A large striped ball about the size of a desktop globe went bouncing across their path, and a trio of boys chased after it. Oppie lit his pipe and smoked it in silence. As they got farther west, he could smell dung from the bison paddock and, soon, salt air as seagulls wheeled overhead.
And then they came to the end of the park, and, Oppie had assumed, the end of their business. The Dutch Windmill, no longer used for park irrigation and falling into disrepair, was to their right, and in front of them was the road that separated the park from the sands of Ocean Beach. Beyond that, the Pacific—“the peaceful,” earth’s own sea of tranquility—stretched to the horizon, azure meeting cerulean.
Oppie was about to quip something along the lines of them likely being the only ones to pass by the Dutch windmill today who were actually speaking Dutch when Stepan Zakharovich Apresyan pointed just past the shoreline. “See that small boat? The red one?”
Oppie tilted his head down a bit so his porkpie brim would better shield against the afternoon sun. “Ja.”
“It’s a speedboat, manned and ready to go. There’s a Russian trawler, the Krylov, in international waters. Just cross the road, board the boat, and ...”
Oppie waited for him to say more. When he didn’t, Oppie said, “I have a wife.”
“A wife who has run off on you repeatedly,” replied the vice consul. “A wife who, to be honest, wasn’t the woman you really wanted to marry. But if you wish, she can easily be collected, too.”
“And two children.”
“Yes, including a daughter you offered up for adoption.”

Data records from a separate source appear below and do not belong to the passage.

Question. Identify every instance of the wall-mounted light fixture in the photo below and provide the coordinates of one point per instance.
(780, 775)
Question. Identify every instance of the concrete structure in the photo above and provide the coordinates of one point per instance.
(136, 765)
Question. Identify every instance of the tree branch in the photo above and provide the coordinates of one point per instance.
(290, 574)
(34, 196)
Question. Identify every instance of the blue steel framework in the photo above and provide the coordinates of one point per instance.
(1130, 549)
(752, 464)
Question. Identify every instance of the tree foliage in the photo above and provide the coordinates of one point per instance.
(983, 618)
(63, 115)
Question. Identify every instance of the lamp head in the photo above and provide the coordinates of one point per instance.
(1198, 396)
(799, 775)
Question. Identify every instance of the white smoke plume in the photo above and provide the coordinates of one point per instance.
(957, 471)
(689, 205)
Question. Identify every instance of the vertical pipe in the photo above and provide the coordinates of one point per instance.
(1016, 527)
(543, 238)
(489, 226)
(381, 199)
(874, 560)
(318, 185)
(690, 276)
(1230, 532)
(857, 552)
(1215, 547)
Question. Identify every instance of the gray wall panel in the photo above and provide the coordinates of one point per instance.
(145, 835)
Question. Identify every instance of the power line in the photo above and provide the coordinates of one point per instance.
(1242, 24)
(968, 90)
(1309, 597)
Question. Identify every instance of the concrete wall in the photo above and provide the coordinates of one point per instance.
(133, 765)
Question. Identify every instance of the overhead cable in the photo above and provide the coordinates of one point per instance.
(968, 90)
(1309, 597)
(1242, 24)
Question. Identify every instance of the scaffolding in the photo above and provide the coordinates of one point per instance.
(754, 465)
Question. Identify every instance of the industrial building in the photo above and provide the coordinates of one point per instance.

Oppie’s eyes went wide, and Apresyan shrugged amiably. “We were only searching for certain information, but you know the saying: a wide net catches many fish. He gestured out at the ocean. “That boat has an anchor, but do you? New York, Cambridge, Göttingen, Leiden, Berkeley, Los Alamos, Princeton.” He turned to Oppie. “Jij bent niet het type dat een band vormt.”
The most direct translation was, “You’re not the type to form bonds,” but ...
His heart fluttered.
But, yes, it could also be rendered as, “You’re not the ‘attached’ kind.”
Oh, Robert. Robert, Robert.
“There’s a new life waiting,” Apresyan said. “A rewarding one, a wealthy one.”
If only ..., Oppie thought. Somewhere fresh; a place where no one would care, anymore at least, about what had happened with Haakon Chevalier. Somewhere far from Jean’s ghost; far from Trinity’s ashes.
But he couldn’t go. There was work to be done. There was a world to be saved.
“I’m sorry,” said Oppie and he could hear the wistful regret in his own voice. “I can’t. But, please, I implore you, let Kurchatov contact me; let him and me talk.” He switched at last back to English. “Good day, Mr. Vice Consul.” Robert turned and headed back into Golden Gate Park.
From behind him, fading into the distance, over the sounds of traffic and gently crashing waves, he heard Apresyan say, “Dosvedanya, comrade,” but Oppie didn’t turn around.